In the given exercise, the line is described by the equation \( \frac{x}{2} = \frac{y}{3} = \frac{z}{-6} \). These fractions tell us how each coordinate component (\(x\), \(y\), \(z\)) changes in relation to each other.

• The direction ratios for this line are \((2, 3, -6)\).
• This means if \(x\) moves by 2 units, \(y\) changes by 3 units, and \(z\) decreases by 6 units.

Understanding these ratios helps us conceptualize and work with lines in space, allowing us to measure distances and angles effectively.

The perpendicular distance from a point to a plane helps us understand how far a point is vertically from the plane's surface.
We use a specific formula for this distance:\[\frac{|ax_1 + by_1 + cz_1 - d|}{\sqrt{a^2 + b^2 + c^2}}\]This is derived from the equation of the plane \(ax + by + cz = d\).
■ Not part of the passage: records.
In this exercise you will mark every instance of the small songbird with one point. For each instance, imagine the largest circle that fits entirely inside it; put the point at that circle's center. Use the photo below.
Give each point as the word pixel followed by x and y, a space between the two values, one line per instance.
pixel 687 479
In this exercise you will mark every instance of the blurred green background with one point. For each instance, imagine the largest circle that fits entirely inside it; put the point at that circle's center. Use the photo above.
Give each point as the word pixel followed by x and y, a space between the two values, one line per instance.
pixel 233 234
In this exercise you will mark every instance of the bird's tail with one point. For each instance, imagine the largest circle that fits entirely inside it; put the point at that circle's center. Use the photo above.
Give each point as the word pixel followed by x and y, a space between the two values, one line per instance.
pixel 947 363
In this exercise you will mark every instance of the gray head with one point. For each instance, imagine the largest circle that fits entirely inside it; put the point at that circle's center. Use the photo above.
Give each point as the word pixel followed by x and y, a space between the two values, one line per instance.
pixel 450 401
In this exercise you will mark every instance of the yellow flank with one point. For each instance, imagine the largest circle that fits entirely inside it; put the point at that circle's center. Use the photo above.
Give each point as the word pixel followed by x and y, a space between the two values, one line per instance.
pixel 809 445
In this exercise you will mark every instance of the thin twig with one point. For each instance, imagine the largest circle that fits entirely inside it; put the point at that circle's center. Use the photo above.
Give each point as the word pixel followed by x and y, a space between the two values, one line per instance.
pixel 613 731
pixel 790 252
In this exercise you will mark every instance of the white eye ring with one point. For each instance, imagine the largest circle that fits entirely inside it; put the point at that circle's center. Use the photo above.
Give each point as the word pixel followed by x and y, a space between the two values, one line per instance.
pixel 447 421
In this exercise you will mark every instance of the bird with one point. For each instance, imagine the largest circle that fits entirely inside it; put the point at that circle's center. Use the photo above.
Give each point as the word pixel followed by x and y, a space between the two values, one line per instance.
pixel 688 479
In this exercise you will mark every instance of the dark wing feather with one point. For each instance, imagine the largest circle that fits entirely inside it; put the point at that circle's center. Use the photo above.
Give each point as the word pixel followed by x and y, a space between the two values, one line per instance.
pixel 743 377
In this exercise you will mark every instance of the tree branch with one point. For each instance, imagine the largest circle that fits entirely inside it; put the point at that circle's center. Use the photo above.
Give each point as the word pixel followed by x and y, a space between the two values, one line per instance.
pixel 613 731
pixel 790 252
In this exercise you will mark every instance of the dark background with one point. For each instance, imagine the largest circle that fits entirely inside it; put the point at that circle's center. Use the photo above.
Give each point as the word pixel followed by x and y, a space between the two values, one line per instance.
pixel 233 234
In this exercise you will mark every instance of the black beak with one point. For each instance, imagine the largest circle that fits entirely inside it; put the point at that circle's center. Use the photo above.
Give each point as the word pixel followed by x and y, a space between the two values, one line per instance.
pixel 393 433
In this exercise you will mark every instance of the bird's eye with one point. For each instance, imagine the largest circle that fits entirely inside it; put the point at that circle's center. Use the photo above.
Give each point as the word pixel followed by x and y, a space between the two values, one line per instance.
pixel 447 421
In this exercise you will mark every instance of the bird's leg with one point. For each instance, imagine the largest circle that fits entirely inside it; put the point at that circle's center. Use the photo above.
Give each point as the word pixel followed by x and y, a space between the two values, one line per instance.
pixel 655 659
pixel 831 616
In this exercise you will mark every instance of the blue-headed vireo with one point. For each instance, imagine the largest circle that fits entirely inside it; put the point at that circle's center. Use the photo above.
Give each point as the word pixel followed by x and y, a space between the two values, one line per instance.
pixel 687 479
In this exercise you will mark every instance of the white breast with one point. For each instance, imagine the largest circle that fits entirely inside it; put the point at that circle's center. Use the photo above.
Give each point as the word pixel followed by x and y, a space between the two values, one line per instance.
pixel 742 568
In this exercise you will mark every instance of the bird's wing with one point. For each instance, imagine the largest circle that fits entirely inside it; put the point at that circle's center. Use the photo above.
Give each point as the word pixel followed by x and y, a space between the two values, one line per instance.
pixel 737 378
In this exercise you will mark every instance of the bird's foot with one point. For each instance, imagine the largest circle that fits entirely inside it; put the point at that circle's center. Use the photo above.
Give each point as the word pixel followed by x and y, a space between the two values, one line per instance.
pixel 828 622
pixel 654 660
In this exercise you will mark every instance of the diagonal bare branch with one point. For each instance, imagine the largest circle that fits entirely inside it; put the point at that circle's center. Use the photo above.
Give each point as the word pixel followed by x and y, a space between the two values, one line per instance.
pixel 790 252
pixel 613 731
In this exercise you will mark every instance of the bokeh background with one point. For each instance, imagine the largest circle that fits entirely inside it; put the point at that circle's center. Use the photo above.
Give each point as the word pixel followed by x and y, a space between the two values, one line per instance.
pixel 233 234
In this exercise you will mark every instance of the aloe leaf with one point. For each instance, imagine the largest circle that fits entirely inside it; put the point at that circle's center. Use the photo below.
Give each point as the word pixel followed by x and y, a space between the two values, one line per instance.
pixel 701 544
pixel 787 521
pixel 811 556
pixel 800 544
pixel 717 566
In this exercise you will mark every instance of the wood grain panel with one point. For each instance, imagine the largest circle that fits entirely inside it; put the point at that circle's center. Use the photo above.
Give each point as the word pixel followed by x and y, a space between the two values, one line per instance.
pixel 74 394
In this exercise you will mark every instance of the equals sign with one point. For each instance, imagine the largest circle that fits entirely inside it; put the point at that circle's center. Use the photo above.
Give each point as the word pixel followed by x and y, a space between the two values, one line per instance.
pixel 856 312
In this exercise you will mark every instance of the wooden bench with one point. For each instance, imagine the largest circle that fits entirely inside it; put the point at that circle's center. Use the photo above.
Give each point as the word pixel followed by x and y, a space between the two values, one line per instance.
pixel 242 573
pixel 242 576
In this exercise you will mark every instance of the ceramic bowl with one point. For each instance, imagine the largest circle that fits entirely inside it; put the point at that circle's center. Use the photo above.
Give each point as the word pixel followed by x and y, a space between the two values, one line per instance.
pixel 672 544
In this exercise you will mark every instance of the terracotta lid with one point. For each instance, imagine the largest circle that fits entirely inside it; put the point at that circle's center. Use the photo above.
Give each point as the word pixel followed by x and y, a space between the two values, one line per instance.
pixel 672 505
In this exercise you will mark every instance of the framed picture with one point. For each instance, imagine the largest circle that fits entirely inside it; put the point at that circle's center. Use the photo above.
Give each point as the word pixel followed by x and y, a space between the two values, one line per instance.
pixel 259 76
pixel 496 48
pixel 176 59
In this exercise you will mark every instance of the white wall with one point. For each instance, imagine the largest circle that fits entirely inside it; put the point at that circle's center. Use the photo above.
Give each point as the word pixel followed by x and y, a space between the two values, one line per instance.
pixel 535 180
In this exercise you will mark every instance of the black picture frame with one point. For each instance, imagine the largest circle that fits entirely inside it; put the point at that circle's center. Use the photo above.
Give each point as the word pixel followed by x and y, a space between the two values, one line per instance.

Each component of this formula represents:

• \(a, b, c\): Coefficients from the plane's equation.
• \((x_1, y_1, z_1)\): Coordinates of the point.
• The numerator involves plugging the point's coordinates into the plane equation and taking the absolute value.
• The denominator is the magnitude of the normal vector to the plane.

In this exercise, for the plane \(x - y + z = 5\) and point \((1, -2, 3)\), the distance is found to be \(\frac{1}{\sqrt{3}}\). This tells us the point is \(\frac{1}{\sqrt{3}}\) units pulled out, perpendicular to the plane.

Vector projection is a way of decomposing one vector along the direction of another.This concept helps us determine how much of one vector lies along another, which is particularly useful in calculating distances parallel to lines.
We use the formula for projection:\[\frac{\text{dot product of vectors}}{\text{magnitude of direction vector}}\]In our exercise, we compute:

• The dot product of the vector \(\frac{1}{\sqrt{3}}(1, -1, 1)\) and direction vector \((2, 3, -6)\).
• The dot product gives \(\frac{-7}{\sqrt{3}}\).

Then divide this result by the magnitude of the direction vector, which is 7, to get the projection length along the line.The final answer is 1, indicating the point's location parallel to the line is 1 unit from the plane.